Mas o grande protagonista da decisão foi novamente (e infelizmente) a arbitragem. Mesmo com a ajuda do árbitro de vídeo, por dois lances o juiz tomou decisões questionáveis. Primeiro ao marcar um pênalti a favo do Corinthians e depois anulando o segundo gol dos donos da casa. 

Apesar dos dois erros, foram equívocos que se compensaram, e analisando friamente (sem considerar os fatores psicológicos que acarretariam dos lances) os dois erros não influenciaram no resultado da partida.

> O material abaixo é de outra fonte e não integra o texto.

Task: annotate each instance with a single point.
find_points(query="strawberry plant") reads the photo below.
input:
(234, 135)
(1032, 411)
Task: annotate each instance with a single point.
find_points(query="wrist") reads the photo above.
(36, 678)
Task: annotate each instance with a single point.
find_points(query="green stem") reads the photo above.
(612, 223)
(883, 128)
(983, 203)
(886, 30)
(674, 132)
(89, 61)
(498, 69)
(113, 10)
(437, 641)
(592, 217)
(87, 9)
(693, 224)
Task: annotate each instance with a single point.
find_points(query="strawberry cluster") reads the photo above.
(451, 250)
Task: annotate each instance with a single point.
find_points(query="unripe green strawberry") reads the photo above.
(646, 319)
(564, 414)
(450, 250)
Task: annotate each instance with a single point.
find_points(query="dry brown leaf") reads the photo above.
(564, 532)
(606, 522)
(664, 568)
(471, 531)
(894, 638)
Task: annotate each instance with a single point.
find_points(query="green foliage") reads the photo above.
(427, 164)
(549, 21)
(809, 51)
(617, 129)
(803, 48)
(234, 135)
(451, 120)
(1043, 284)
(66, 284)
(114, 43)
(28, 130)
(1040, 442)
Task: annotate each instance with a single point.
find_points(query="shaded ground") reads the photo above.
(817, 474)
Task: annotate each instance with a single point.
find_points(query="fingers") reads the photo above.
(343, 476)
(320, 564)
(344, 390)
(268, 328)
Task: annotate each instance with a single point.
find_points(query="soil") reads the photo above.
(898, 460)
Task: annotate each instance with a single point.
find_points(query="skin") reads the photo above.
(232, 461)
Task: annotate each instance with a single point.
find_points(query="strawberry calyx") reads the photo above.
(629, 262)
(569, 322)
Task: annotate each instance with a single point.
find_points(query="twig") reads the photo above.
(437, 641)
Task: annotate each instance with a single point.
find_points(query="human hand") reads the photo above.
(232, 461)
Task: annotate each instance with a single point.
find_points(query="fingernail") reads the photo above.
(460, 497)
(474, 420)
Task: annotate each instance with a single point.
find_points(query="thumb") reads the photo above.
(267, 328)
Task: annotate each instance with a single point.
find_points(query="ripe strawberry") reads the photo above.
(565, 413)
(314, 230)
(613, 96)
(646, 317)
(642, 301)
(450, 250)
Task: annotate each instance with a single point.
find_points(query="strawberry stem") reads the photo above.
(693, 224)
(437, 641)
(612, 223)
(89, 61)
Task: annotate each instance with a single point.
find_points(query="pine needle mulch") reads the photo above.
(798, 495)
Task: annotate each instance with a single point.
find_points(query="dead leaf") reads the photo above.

A questão é que o VAR tem sido muito mal utilizado no Brasil. Árbitros perdidos apoiando seus erros na imagem estão ficando cada vez mais frequentes. O pênalti marcado foi um absurdo e a falta marcada em cima de Dedé que anulou o gol de Pedrinho foi tão absurda quanto. 

Esquecendo um pouco a arbitragem, os gols de Robinho e Arrascaeta deram o título ao Cruzeiro. Jadson marcou o tento corintiano. Com o título, a Raposa se isolou como maior campeã da Copa do Brasil e ainda embolsou R$ 62 milhões, que ajudará o clube a pagar as dívidas feitas no início do ano.